Reviewed by Monica Stark

 

Though there's nothing startlingly new about the stories in Heather Collins' four newest books, Rock-A-Bye Baby; Row, Row, Row Your Boat; Twinkle, Twinkle Little Star and Wee Willie Winkie, there is something reassuringly familiar about the standard rhymes she's borrowed here. And all is packaged into a happy format that's meant to be held comfortably and safely by teensy hands.

Collins' work has illustrated over 40 children's books including My First Look at Nature and The Last Safe House. If anything, Collins' work is characterized by a friendly gentleness that lends itself well to this newest project.

Categorized as "board books," each of the teeny tales is just 10 pages, but printed on very heavy cardboard (the "board" in "board book") that should prove to be reasonably indestructible even in non-book aware toddler hands. Rounded corners add to the baby-proofing.
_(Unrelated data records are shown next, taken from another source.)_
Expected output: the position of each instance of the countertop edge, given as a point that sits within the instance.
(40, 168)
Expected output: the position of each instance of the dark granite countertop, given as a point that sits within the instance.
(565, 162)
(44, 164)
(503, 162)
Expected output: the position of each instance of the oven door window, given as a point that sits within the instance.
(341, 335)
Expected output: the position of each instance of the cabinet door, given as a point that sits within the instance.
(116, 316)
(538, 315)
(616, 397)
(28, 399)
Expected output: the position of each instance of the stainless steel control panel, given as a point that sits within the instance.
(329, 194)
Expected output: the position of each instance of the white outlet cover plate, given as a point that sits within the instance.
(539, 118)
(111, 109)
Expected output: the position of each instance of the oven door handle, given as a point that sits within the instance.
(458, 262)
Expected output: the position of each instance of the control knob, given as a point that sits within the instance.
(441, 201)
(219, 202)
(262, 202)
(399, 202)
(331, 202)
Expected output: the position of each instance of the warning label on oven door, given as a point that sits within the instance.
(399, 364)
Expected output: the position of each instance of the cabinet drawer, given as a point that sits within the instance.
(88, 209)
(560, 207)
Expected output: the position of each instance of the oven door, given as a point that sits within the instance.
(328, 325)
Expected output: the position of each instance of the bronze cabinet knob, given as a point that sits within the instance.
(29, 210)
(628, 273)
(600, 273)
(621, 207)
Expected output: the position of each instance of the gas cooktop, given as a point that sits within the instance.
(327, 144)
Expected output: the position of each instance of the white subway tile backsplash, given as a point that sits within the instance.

The rhymes the books are based on are absolutely familiar ("row, row, row your boat gently down the stream," and so on) but Collins has brought happy baby-appropriate whimsy to her visual interpretation of the tales. In Twinkle, Twinkle, Little Star, for instance, a teddy bear rides a stuffed chicken towards the stars past a smiling green moon and over a world as perfecty pastoral as can be imagined.

In Rock-A-Bye Baby all of the stuffed toy pals are out for a picnic. A stuffed baby rabbit in diapers is hung in the tree in his cradle. The inevitable wind comes -- and it's a good one -- and the cradle is dislodged, but "baby" is apparently caught by all of the happy picnickers waiting below.
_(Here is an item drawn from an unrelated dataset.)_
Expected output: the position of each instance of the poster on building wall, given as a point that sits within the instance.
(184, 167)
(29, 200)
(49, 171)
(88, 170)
Collins' Wee Willie Winkie is a very friendly-looking stuffed elephant in a polka dot nightshirt, running through the town with a lantern on his trunk. When he raps on windows and peeks through locks, he sees two stuffed pigs who are having a great time not going to bed. They're laughing and generally goofing off and, rather than being annoyed, this particular Wee Willie seems to think it looks like rather a lot of fun. The final illustration shows him having a pillow fight with the two pigs. Everyone is laughing and pillow feathers are flying: you just have to smile.
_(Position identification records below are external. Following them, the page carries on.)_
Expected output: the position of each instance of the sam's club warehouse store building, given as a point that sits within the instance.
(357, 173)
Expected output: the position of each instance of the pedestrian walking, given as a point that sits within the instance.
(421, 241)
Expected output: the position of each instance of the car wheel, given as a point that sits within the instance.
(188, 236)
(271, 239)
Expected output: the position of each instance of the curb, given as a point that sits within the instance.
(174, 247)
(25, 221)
While Collins' four new titles are not deeply dissimilar, with the same stuffed toy characters cropping up as necessary, they're also a great deal of fun. Absolutely appropriate reading material for tots who likely think this is the kind of highjinks their toys get up to when they're not around, anyway. | February 2000

 

Monica Stark is a Vancouver-based freelance writer and editor.